Once you realize you have gout, it is important to call your doctor. He or she will probably want to see you. They may suggest a prescription medication, or they make keep you on a home remedy regimen that looks something like this…
- Medication: Over-the-counter NSAIDs (like ibuprofen) can help you deal with the intense pain for a few days. Make sure you don’t take aspirin, however, as it can actually elevate uric acid
- Ice: Cold packs will help relieve the inflammation. Cover them in a towel and gently drape it over your joint. Something like a bag of frozen peas may feel more comfortable than a big, solid ice pack. Don’t leave it on for more than 15 minutes or so. Then repeat throughout the day.
- Rest and Elevation: Mostly, your body will just need rest. You don’t want to put any extra pressure on the joint, so plan on staying in bed/on the couch for a few days. While you’re resting, elevate the joint.
- Cherries: Cherries have been shown to lower uric acid in the body. Snack on some throughout your gout flare-up.

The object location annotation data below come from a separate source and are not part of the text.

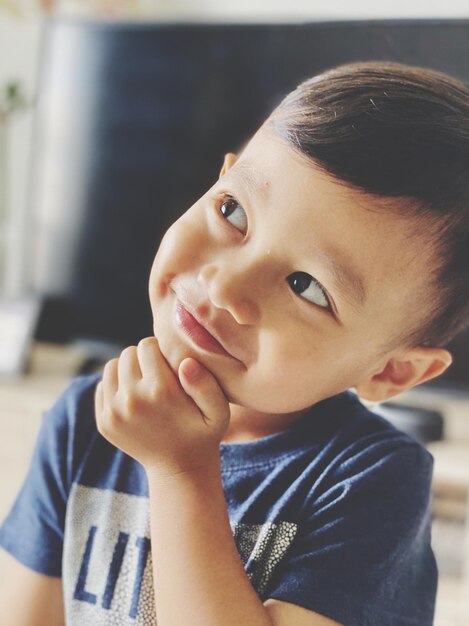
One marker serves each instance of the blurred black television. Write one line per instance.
(132, 125)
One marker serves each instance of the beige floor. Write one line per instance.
(24, 400)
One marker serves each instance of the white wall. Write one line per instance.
(19, 51)
(20, 46)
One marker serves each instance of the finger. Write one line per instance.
(152, 361)
(203, 388)
(128, 367)
(110, 379)
(98, 399)
(149, 357)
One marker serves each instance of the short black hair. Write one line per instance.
(401, 134)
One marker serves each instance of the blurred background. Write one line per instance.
(102, 104)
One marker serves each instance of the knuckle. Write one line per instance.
(129, 402)
(128, 351)
(147, 342)
(109, 367)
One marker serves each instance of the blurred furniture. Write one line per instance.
(132, 125)
(23, 400)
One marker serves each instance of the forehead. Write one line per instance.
(381, 254)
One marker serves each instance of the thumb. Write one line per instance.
(202, 386)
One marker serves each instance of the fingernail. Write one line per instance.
(193, 370)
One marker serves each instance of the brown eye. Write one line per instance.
(304, 284)
(234, 213)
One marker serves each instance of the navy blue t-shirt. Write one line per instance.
(331, 514)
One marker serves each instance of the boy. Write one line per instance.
(328, 263)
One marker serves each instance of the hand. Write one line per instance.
(169, 425)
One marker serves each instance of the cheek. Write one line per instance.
(177, 251)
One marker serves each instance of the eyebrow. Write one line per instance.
(346, 281)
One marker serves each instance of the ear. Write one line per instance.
(230, 159)
(403, 371)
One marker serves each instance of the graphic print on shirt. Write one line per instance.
(107, 565)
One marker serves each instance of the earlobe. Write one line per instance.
(230, 159)
(403, 372)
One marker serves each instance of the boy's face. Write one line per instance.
(245, 255)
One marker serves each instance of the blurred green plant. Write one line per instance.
(12, 100)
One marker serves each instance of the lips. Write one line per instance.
(194, 329)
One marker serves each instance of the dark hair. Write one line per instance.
(400, 133)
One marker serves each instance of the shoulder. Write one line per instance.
(364, 454)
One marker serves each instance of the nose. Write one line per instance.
(231, 290)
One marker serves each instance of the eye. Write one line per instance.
(302, 282)
(234, 213)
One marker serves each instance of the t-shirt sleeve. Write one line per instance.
(34, 529)
(362, 555)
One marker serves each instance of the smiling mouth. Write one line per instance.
(199, 335)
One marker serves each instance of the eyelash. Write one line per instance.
(222, 200)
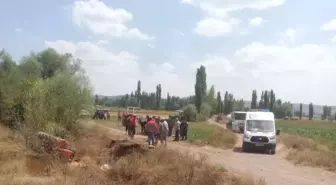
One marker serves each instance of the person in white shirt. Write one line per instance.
(177, 130)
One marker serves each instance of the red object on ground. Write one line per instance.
(67, 153)
(61, 143)
(133, 120)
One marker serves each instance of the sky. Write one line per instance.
(284, 45)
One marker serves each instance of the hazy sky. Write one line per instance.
(286, 45)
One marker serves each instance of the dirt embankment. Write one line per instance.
(104, 158)
(275, 169)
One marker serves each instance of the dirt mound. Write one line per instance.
(121, 148)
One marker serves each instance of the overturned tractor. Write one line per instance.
(102, 114)
(56, 145)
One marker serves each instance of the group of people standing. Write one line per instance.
(156, 128)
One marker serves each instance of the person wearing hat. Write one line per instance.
(184, 129)
(151, 128)
(132, 126)
(177, 129)
(164, 129)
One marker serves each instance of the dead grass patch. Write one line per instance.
(211, 134)
(143, 167)
(307, 152)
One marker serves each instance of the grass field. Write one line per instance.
(320, 131)
(173, 168)
(311, 143)
(114, 111)
(208, 134)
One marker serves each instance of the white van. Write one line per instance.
(260, 132)
(238, 121)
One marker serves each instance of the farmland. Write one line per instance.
(321, 131)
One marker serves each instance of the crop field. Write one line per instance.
(320, 131)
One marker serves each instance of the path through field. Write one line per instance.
(273, 168)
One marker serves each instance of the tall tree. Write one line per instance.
(254, 103)
(200, 87)
(168, 103)
(138, 92)
(219, 103)
(326, 112)
(158, 96)
(311, 111)
(96, 100)
(301, 111)
(210, 99)
(266, 100)
(226, 103)
(272, 100)
(261, 102)
(230, 103)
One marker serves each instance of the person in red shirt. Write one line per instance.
(151, 129)
(132, 126)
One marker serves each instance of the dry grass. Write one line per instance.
(162, 166)
(115, 110)
(211, 134)
(307, 152)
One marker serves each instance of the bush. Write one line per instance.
(47, 91)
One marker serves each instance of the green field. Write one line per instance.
(321, 131)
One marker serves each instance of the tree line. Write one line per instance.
(46, 91)
(205, 102)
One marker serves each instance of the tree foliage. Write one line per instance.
(200, 87)
(46, 91)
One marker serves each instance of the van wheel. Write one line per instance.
(272, 151)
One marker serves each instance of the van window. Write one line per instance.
(239, 116)
(260, 125)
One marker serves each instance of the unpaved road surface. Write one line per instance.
(273, 168)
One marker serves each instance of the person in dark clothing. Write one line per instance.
(177, 128)
(184, 129)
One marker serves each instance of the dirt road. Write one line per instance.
(273, 168)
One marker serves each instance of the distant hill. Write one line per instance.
(116, 97)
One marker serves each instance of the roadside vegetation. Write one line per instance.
(141, 167)
(312, 143)
(47, 91)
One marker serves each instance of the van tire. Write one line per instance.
(245, 149)
(272, 151)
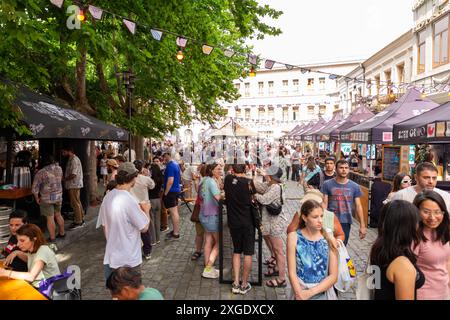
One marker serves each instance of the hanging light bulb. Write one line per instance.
(81, 16)
(252, 72)
(180, 55)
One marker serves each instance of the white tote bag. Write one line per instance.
(346, 270)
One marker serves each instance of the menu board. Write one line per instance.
(391, 162)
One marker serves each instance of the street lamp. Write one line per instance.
(128, 80)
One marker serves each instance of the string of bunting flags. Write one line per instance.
(181, 41)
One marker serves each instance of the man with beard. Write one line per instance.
(340, 194)
(123, 220)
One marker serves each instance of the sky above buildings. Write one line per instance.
(333, 30)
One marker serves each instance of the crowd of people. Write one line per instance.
(412, 248)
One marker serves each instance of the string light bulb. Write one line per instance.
(180, 55)
(252, 72)
(81, 16)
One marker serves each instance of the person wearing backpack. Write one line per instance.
(273, 224)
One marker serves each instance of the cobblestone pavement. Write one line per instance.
(171, 271)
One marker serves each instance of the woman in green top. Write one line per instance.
(40, 258)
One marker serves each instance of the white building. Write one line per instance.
(381, 78)
(431, 68)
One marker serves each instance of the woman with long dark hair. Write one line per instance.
(392, 252)
(312, 260)
(433, 247)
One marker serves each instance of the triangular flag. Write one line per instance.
(207, 49)
(228, 53)
(269, 64)
(156, 34)
(181, 42)
(130, 25)
(95, 12)
(57, 3)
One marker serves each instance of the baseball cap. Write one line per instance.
(112, 163)
(128, 167)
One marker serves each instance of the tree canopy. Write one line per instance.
(82, 67)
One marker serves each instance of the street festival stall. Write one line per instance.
(308, 135)
(378, 130)
(433, 128)
(52, 125)
(324, 135)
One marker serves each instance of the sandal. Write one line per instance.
(196, 255)
(277, 283)
(271, 272)
(270, 261)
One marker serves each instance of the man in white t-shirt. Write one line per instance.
(123, 219)
(426, 177)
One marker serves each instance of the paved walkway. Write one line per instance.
(171, 270)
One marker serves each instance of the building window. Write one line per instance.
(247, 89)
(260, 88)
(322, 110)
(322, 83)
(270, 88)
(271, 113)
(295, 85)
(421, 53)
(285, 87)
(295, 114)
(285, 114)
(261, 113)
(440, 42)
(247, 114)
(377, 85)
(310, 84)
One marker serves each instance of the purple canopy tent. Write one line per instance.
(378, 129)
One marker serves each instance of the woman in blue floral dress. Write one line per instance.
(312, 261)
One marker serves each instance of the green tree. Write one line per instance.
(81, 67)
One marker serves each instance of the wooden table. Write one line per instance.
(18, 290)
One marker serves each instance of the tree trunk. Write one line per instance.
(138, 143)
(82, 105)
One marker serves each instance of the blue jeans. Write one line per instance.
(346, 227)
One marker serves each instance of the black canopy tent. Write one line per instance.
(47, 119)
(55, 126)
(378, 129)
(432, 126)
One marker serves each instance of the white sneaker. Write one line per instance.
(210, 273)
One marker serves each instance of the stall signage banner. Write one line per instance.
(412, 133)
(440, 129)
(387, 136)
(431, 130)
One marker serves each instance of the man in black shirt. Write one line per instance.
(12, 252)
(240, 222)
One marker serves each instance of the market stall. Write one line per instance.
(52, 125)
(433, 128)
(378, 131)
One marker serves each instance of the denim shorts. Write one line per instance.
(210, 223)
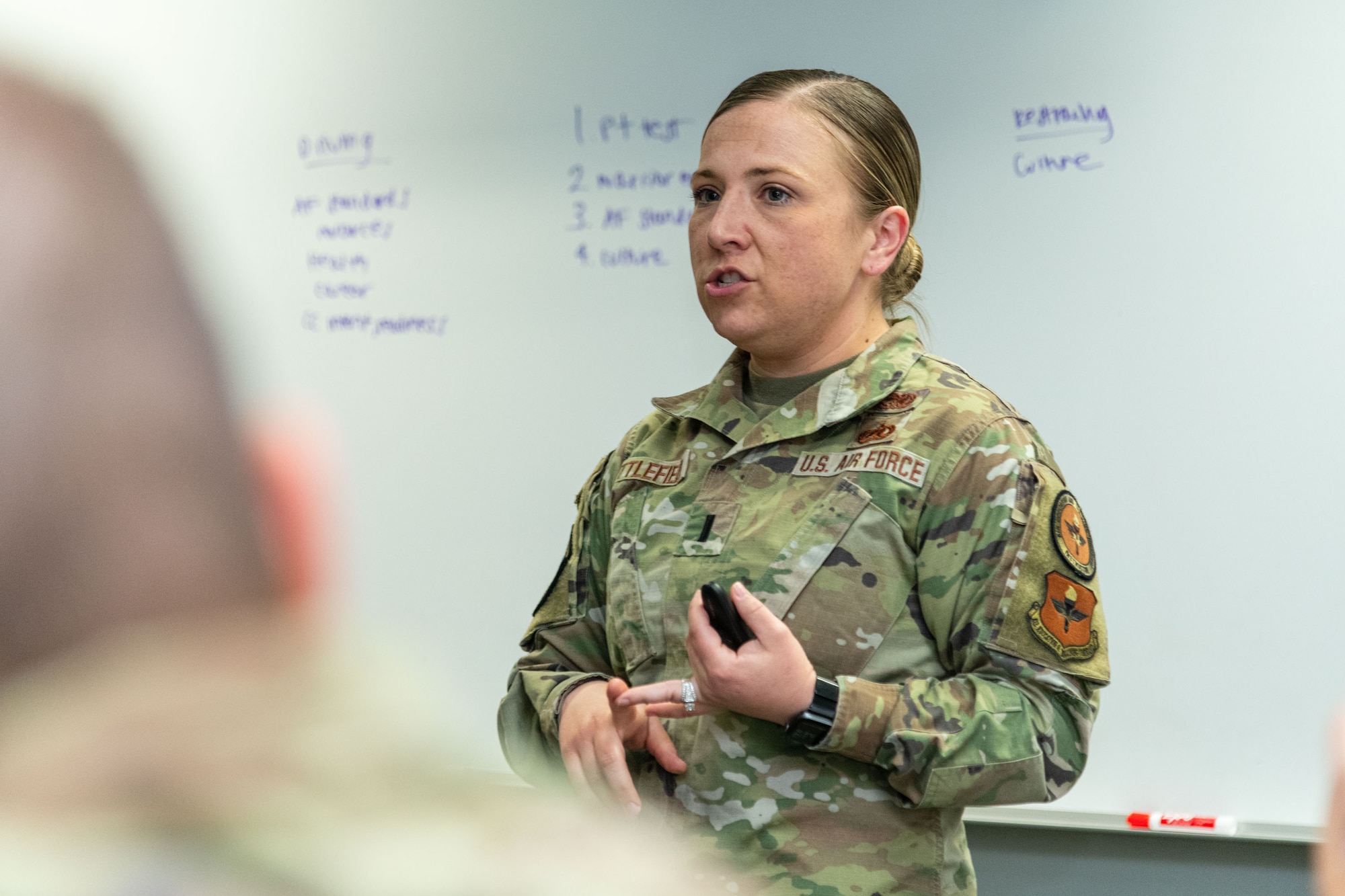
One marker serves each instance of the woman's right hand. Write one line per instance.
(595, 735)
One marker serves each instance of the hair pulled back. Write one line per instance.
(878, 138)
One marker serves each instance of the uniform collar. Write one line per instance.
(843, 395)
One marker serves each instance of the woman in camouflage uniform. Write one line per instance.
(922, 585)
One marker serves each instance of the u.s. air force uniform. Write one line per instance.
(917, 536)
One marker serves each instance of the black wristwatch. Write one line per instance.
(812, 727)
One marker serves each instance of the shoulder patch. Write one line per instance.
(1050, 611)
(1067, 604)
(1070, 530)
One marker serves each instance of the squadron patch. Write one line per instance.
(1071, 536)
(1063, 619)
(896, 403)
(878, 434)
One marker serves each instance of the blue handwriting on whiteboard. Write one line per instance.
(621, 128)
(348, 149)
(1046, 122)
(1026, 167)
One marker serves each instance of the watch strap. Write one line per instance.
(812, 727)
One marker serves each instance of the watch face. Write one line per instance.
(809, 731)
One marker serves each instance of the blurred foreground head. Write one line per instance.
(124, 493)
(158, 733)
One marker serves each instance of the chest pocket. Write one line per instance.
(848, 576)
(810, 546)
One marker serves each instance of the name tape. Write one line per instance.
(903, 464)
(660, 473)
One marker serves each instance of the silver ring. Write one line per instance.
(689, 696)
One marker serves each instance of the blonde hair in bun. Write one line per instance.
(879, 140)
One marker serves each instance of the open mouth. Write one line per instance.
(726, 282)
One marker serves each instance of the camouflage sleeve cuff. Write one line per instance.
(861, 725)
(551, 712)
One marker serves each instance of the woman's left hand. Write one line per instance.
(769, 677)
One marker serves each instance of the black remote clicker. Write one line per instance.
(724, 615)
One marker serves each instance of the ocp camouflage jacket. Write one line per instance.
(917, 536)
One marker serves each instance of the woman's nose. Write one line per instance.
(730, 225)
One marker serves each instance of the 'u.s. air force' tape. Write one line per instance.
(903, 464)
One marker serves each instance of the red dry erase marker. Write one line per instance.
(1200, 823)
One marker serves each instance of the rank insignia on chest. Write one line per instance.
(1063, 620)
(658, 473)
(1070, 532)
(875, 434)
(898, 403)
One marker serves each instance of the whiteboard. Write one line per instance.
(380, 205)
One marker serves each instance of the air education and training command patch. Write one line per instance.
(1071, 536)
(1063, 620)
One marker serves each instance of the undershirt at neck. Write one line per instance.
(763, 395)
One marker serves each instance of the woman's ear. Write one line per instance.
(890, 232)
(291, 483)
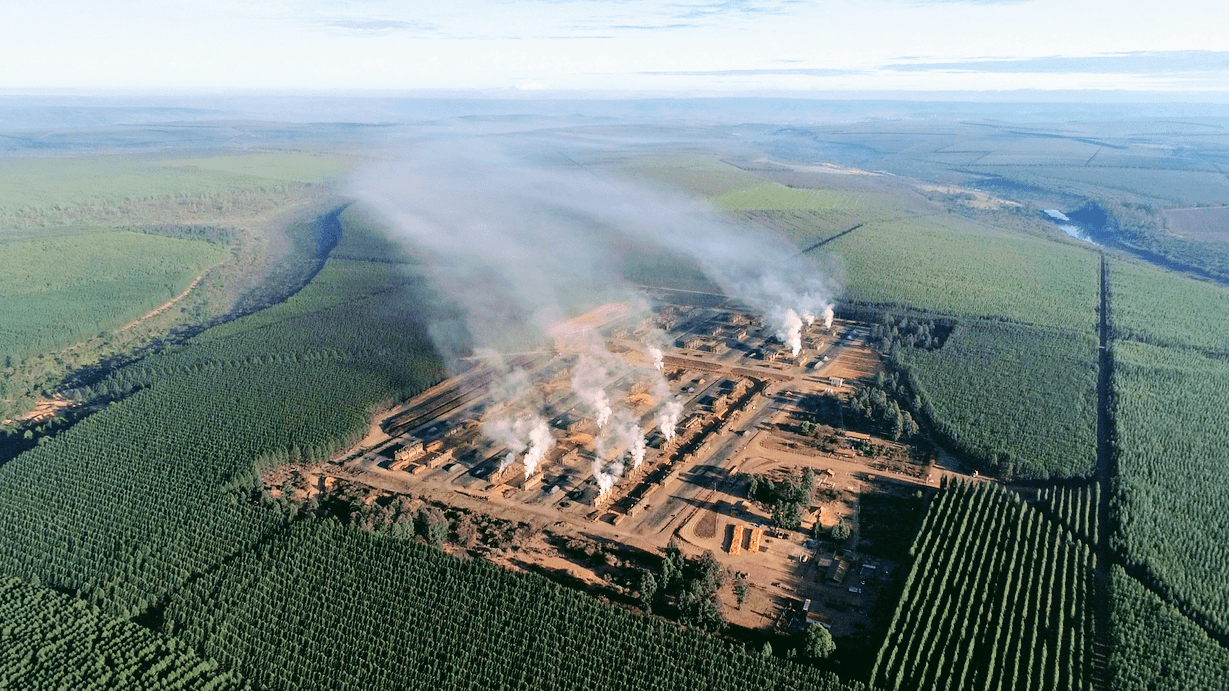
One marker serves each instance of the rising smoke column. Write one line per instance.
(628, 433)
(516, 421)
(589, 380)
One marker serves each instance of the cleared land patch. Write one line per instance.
(434, 614)
(1208, 224)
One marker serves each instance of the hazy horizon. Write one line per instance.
(728, 47)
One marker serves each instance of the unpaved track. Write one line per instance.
(173, 300)
(1105, 472)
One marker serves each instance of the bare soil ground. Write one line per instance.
(1209, 224)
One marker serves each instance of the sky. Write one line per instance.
(690, 47)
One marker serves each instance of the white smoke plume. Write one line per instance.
(789, 328)
(541, 442)
(518, 421)
(628, 433)
(510, 433)
(589, 381)
(667, 417)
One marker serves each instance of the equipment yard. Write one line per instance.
(653, 439)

- Uric acid cleanse: There are natural supplements that can help bring balance back to your body’s uric acid. Top choices include: cherry extract, celery seed extract, hydrangea extract, and chanca piedra. Eu Natural’s Purge Uric Acid Cleanse and Joint Health supplement combines them all.
Your doctor may ask for a blood test to see how your uric acid levels are doing. This can actually be really helpful for you. You can see if you need to make a few small adjustments or if you need a whole diet/lifestyle overhaul.
How to Prevent a Uric Acid Buildup
Once a gout attack arrives, you can follow those treatment steps to make it as comfortable as possible, but for the most part you just have to wait it out until the pain subsides.
The most important next step is to focus on prevention. Here are some of the best steps you can take to keep a proper amount of uric acid:
- Watch your weight: Being overweight makes your body produce more uric acid and it prevents your body from properly getting rid of uric acid. It is imperative for anybody with gout risk to maintain a healthy body weight throughout their lifetime. Regular exercise is one of the best choices. Sugar and high fructose corn syrup can be a factor in increasing uric acid. Cutting them out will help your weight and your uric acid.
- Lower your purines: You’ll never be able to get rid of purines because your body makes them and you need to eat certain foods with purines to be healthy. However, you can reduce the amount by limiting very high-purine foods. Make sure to avoid game meat, organ meat, red meat, sardines, scallops, and herring.
- Limit alcohol: Beer and liquor are two of the worst things a gout sufferer can drink. They increase uric acid and make it harder to get rid of uric acid. Wine is less of a problem, but should still be enjoyed in great moderation.
- Drink plenty of water: The more urine you have, the less concentrated the uric acid will be. This helps prevent both urate crystals and uric acid kidney stones from forming.
- Stop taking diuretics: When you’re causing too much water to exit your body, that uric acid concentration will get quite high.
- Take a uric acid cleanse: You can keep taking your uric acid cleanse supplements to restore uric acid balance.
Healthy Uric Acid; Healthy Body
Once you understand what uric acid is and what it does – it can be easier to make sure you never have to deal with a gout attack (or a uric acid kidney stone, for that matter!). Of course, genetics play a big role in whether or not you’ll develop gout. If your family members have dealt with this type of arthritis, be very mindful about following my tips for lowering uric acid.